Nvidia: how far the S&P 500 locomotive can go, according to city analysts

Nvidia: how far the S&P 500 locomotive can go, according to city analysts

Last week the holders of shares of Nvidia were witnesses of two eventsthat promise to have a significant impact on the price of the papers of this locomotive of Wall Street that this semiconductor manufacturer became: On Wednesday, the artificial intelligence giant raised its market capitalization to US$3.02 trillionthus, surpassed Manzana and became the second largest company in the world, only behind Microsoftwhich has a “market cap” of US$3.15 billion.

And the projections for Nvidia They can’t be better. On Friday, the firm executed its 10-to-1 stock split, which could serve as a catalyst for a new increase, since what usually happens here is that the paper becomes more achievable for a greater number of investorssince after this process, the share becomes worth around US$108.50 when it previously exceeded US$1,000.

BofA recommends Nvidia

The BofA also confirmed its rating of “buys“for the actions of Nvidia. The bank’s analysts highlight that the firm is uniquely positioned to lead the AI ​​market, valued at US$3 billion. Despite competition from companies like AMD, Intel, and other custom chip makers, it maintains a competitive advantage thanks to its superior performance, broad product portfolio, and strong developer support.

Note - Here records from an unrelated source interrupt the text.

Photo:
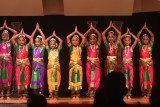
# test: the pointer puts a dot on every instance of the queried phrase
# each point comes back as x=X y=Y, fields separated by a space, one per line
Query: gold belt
x=37 y=59
x=145 y=59
x=73 y=59
x=111 y=58
x=22 y=60
x=4 y=54
x=127 y=60
x=92 y=58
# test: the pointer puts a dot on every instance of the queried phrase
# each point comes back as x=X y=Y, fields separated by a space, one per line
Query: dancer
x=111 y=47
x=127 y=63
x=22 y=66
x=146 y=62
x=53 y=67
x=93 y=70
x=75 y=65
x=5 y=61
x=38 y=67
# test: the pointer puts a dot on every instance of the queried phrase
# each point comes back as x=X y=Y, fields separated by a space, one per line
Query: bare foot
x=77 y=98
x=1 y=98
x=73 y=98
x=8 y=98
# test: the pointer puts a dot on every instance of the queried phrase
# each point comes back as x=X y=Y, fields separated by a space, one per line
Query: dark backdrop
x=64 y=25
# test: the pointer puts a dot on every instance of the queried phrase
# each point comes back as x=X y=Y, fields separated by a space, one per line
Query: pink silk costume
x=127 y=68
x=111 y=60
x=146 y=66
x=93 y=71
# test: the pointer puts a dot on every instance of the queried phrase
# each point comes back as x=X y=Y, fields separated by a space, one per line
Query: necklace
x=21 y=51
x=145 y=49
x=75 y=50
x=54 y=55
x=111 y=45
x=93 y=48
x=35 y=52
x=4 y=47
x=126 y=53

The basis of success lies in Nvidia sells the graphics processing units (GPUs) that other tech companies need to build and train AI algorithms generative or make your data centers capable of handling these new workloads. This means that Nvidia benefits from the expansion of the industry as a wholeso the future looks promising.

It is often mentioned among analysts that if an investor had placed $1,000 in Nvidia shares 10 years ago, Today I would have approximately US$2.3 million, a performance of 23,000%. Although the company is now likely too large to deliver such rapid profits in the future, the next decade could bring many profitable opportunities as artificial intelligence (AI) continues its development, but let’s see what the city’s analysts think.

Optimism based on AI

For Ignacio Sniechowski, Head of Equity IEB Group, “there is no bubble” in relation to artificial intelligence. Although he highlights that there may be some stocks that have a certain level of overvaluation, for the strategist, AI is truly a paradigm shift that will have a very strong impact on the productivity of developed economies, just as happened with the Internet, the PDF and email in the 1990s.

In this sense, the analyst maintains that at IEB they are not only attracted to companies that are on the front line such as Microsoft, Meta and Google, but also to those that provide support solutions such as Nvidia, Taiwan Semiconductors and the Dutch ASML.

Regarding valuations, Sniechowski explains that, Even at the multiples at which they are quoted, “there is a lot of value, given the growth in future earnings that could be expected. “We are just at the beginning of what will be the AI ​​revolution.”

Nvidia’s risks

Not everyone is so optimistic and many strategists are somewhat concerned about market concentration, especially among the companies mentioned above. In that sense, Santiago Ruiz Guiñazú, Head of Equity Sales at Adcap, reveals that, Nvidia It is a company that, given its characteristics, “poses an excessive risk for the retail investing public that is not specialized.”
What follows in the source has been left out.